One of the stated objectives of the SECURE 2.0 Act of 2022 (‘the Act”) is to expand the coverage of retirement plans and to increase retirement savings. Among the many provisions passed to achieve that goal is section 125 of the Act, “Improving Coverage for Part-Time Worker"’.
By way of background, the Setting Every Community Up for Retirement Enhancement Act of 2019 (“SECURE Act”) required 401(k) plans to allow employees to contribute elective deferrals to the plan if the employee completed three years of service during each of which the employee worked for at least 500 hours (the “Long-Term Part-Time Rule”). The Act extended this requirement to 403(b) plans that are subject to ERISA, effective for plan years beginning after December 31, 2024. The Act also reduced the number of years of service required for participation to two years, for both 403(b) and 401(k) plans.
Unlike 401(k) plans, 403(b) plans already must allow most employees of the plan sponsor to contribute elective deferrals. This is the universal availability rule. There are a few exclusions to this rule, notably, certain student employees who are performing services to the school and are enrolled and attending classes, and employees who normally work fewer than 20 hours per week (“part-time employees”, defined by the IRS generally as working 1,000 hours in a year). Under the law prior to the Act, if an employee is a student who qualifies for the student exclusion or is a part-time employee, the plan is not required to allow them to contribute elective deferrals. Both exceptions are subject to the conditions under section 410(b)(4), meaning that the exclusion must cover all employees in these categories.
The amendments enacted by section 125 of the Act have brought the continued viability of those exceptions into question. With respect to the student exclusion, section 125, read strictly, appears to impose the long-term part-time rule as a condition for excluding students. In other words, under this interpretation, a student who works enough hours to meet the requirements of the long-term part-time rule can no longer be excluded from eligibility to contribute elective deferrals under the student exclusion. This means that employers who previously excluded students for purposes of universal availability will not be able to do so if the students qualify as long-term part-time employees.
Similarly, the part-time employee exclusion from universal availability appears to have been subsumed by the long-term part-time rule. The Act superimposes the long-term part-time rule on the part-time employee exclusion and requires the plan to determine whether part-time employees are not just providing 1,000 hours of services in a year, but if they have provided 500 hours of services for any two consecutive years. The long-term part-time rule will cause many employees who were previously excluded under the part-time employee exclusion to be included in the plan.

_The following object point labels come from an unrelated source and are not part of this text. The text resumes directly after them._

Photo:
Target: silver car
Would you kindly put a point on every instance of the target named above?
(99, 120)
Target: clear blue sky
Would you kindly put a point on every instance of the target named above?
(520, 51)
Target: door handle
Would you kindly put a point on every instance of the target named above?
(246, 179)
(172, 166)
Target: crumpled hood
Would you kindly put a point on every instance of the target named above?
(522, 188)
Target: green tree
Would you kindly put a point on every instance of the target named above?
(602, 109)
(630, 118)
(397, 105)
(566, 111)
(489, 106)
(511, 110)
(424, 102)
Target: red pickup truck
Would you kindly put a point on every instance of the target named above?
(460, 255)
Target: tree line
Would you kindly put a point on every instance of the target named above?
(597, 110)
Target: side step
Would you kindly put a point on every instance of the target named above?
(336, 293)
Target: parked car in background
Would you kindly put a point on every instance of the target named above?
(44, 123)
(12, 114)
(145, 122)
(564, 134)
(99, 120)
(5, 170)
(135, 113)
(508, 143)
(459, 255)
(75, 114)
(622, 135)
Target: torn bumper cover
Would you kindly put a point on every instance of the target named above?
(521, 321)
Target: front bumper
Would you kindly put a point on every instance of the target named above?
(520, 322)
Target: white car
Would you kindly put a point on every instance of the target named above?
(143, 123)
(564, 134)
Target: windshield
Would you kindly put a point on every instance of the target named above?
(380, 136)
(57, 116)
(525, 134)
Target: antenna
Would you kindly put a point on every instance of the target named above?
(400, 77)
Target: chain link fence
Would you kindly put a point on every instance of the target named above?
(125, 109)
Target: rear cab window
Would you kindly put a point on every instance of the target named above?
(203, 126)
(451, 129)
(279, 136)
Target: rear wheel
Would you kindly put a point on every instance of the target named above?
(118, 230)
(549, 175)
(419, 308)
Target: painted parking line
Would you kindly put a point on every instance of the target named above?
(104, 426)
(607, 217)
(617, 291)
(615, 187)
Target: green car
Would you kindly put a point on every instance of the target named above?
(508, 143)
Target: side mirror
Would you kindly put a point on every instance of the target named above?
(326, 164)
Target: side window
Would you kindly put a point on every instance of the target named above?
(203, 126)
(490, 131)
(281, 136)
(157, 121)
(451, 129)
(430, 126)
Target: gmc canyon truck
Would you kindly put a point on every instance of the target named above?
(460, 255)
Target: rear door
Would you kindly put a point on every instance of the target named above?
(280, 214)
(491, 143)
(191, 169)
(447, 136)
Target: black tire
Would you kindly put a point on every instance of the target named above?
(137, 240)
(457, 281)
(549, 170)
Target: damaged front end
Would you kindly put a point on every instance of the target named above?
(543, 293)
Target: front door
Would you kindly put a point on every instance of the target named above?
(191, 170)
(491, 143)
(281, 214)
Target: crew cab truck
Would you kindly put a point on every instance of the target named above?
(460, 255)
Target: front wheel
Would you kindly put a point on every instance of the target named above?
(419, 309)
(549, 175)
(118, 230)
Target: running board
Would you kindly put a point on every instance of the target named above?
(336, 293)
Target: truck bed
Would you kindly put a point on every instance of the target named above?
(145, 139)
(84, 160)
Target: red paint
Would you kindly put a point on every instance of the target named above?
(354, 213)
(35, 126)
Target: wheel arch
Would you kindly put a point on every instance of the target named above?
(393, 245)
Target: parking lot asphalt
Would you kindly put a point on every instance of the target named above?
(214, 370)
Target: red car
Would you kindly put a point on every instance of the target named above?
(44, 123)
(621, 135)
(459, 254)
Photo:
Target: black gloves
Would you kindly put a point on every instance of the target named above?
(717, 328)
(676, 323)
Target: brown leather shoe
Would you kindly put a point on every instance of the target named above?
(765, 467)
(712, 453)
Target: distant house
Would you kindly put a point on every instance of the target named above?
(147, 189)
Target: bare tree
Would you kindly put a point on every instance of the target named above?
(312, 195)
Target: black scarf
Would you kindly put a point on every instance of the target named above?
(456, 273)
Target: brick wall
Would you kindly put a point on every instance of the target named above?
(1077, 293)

It is not clear if Congress intended to apply the amendment to student employees in this way and to convert what previously had been a classification exclusion into a service requirement. It is also not clear whether the drafters intended to impose a new requirement for universal availability in applying the long-term part-time rule, given that the Act left intact the original part-time employee exclusion. The universal availability requirement by its terms already serves to set a low bar for 403(b) plan participation. And we are not yet sure whether the IRS will read these sections of the Act as compelling these results.
We are hopeful that the IRS will provide additional guidance on these provisions with sufficient time before the deadline so that plans will know how to proceed. If the statute needs to be amended to restore the previous exclusions, it will require action by Congress. In the meantime, a sponsor of a 403(b) plan that has in the past excluded students and/or part-time employees might want to start putting systems in place for tracking the hours of these classes of employees if it is not doing so already. Alternatively, if feasible, plans could consider whether it makes sense to drop these exclusions entirely and simply let all employees contribute elective deferrals.